She put [her baby son Moses] in the basket and set the basket among the reeds at the riverbank. The baby’s older sister stood watch nearby to see what would happen to him. – Exodus 2:3b-4
History shows how evil seems to be genetic in humanity. Just look at Pharaoh, who ordered the killing of male Hebrew infants. He didn’t blink an eye, and the Egyptian Gestapo continuously raided Jewish homes.
The story of how Moses was saved became legendary around Hebrew campfires: his mother Jochebed put him in a basket on the Nile, Pharaoh’s daughter saw him and had compassion, and ultimately hired her to raise him for her.
There’s a hidden lesson in the tale, however. Jochebed put the baby in the basket, but turned away in tears, not wanting to see him die.
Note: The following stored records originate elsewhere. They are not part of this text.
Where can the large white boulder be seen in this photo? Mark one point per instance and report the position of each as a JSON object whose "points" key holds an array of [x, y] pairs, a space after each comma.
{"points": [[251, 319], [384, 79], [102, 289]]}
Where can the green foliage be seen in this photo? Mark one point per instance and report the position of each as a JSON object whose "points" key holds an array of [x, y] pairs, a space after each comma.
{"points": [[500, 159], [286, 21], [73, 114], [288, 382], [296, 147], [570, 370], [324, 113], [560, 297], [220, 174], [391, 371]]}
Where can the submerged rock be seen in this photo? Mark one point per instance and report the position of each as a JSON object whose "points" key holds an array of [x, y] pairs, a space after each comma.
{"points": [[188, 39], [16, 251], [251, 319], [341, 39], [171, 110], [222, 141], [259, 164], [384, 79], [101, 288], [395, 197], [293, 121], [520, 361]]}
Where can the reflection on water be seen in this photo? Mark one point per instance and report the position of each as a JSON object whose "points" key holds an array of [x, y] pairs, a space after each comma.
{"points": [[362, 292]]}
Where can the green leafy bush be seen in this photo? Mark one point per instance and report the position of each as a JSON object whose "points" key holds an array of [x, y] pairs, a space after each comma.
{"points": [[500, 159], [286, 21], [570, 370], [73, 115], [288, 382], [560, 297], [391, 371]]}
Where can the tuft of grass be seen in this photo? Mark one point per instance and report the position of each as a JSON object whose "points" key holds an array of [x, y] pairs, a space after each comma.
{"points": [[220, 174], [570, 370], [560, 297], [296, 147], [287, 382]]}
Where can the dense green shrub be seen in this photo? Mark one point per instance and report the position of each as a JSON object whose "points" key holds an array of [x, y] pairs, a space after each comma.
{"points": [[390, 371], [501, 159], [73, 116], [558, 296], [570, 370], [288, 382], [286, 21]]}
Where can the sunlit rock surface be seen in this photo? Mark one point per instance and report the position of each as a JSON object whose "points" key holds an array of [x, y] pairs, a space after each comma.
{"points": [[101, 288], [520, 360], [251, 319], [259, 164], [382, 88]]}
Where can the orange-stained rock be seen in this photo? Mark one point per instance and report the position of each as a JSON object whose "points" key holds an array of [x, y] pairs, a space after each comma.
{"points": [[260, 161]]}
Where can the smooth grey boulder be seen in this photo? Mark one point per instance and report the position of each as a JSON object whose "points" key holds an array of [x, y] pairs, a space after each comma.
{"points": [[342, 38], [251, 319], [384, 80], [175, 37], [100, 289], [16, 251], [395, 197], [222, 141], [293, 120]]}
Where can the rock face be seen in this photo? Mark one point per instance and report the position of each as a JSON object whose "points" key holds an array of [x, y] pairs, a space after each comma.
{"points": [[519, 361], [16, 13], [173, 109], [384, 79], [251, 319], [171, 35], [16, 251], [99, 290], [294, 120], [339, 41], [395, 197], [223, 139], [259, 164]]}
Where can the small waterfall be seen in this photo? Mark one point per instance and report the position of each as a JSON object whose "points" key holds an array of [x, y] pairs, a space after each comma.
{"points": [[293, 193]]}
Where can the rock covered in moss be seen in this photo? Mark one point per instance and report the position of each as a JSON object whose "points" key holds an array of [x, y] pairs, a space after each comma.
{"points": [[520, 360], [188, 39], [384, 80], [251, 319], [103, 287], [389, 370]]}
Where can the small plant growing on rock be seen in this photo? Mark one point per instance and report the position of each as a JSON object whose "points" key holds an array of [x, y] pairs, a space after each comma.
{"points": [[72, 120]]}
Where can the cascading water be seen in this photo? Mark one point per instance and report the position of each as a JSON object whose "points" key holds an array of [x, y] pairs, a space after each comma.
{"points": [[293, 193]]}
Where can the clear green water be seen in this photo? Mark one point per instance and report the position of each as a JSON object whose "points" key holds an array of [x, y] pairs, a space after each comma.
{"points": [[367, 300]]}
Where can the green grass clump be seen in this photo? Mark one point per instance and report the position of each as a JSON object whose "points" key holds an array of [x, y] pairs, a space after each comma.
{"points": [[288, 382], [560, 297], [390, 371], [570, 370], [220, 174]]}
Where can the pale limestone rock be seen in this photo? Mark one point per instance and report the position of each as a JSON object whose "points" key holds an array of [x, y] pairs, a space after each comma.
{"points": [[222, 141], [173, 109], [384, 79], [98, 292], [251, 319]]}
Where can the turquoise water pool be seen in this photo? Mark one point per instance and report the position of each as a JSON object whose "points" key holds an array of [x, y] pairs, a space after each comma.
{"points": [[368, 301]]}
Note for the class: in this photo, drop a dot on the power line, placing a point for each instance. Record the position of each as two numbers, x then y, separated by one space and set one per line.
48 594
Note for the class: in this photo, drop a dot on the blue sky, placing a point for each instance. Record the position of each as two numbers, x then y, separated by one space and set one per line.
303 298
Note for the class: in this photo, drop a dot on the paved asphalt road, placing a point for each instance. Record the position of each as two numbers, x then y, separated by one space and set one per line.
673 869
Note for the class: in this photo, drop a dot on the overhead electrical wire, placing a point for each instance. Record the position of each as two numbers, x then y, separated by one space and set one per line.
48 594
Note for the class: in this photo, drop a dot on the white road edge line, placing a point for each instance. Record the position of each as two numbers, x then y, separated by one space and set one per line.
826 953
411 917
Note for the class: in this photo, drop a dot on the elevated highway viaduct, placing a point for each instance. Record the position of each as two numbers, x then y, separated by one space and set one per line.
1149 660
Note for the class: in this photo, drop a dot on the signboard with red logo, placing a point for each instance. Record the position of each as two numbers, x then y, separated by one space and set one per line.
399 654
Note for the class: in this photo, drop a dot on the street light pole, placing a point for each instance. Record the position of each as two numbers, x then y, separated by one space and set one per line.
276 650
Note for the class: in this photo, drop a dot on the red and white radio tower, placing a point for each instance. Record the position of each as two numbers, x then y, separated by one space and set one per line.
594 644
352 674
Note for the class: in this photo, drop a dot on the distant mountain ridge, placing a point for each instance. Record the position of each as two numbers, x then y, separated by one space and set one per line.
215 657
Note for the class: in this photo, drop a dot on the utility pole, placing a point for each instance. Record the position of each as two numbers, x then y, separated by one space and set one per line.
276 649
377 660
It was Miriam, his older sister, who remained on the shoreline…to see what would happen to him.
When we find ourselves in those times, crying on the river bank, we have two choices.
We can turn away in our despair, not wanting to see what we fear come true.
Or, we can stand and watch, waiting to see what will happen.
This is where our faith faces its litmus test. If it is an as-long-as-things-happen-as-I-want-them-to faith, then we will curse and give it up. Who hasn’t felt this way at times, turning away disappointed in an absent God?
Or, our faith finds roots. We don’t move. Even though we’re scared and our hearts break, we dare trust that a God who’s wiser and more loving than we can imagine is still working in the background.
We just have to stand on the river bank, or before the unopened tomb on Easter morning, and see what will happen.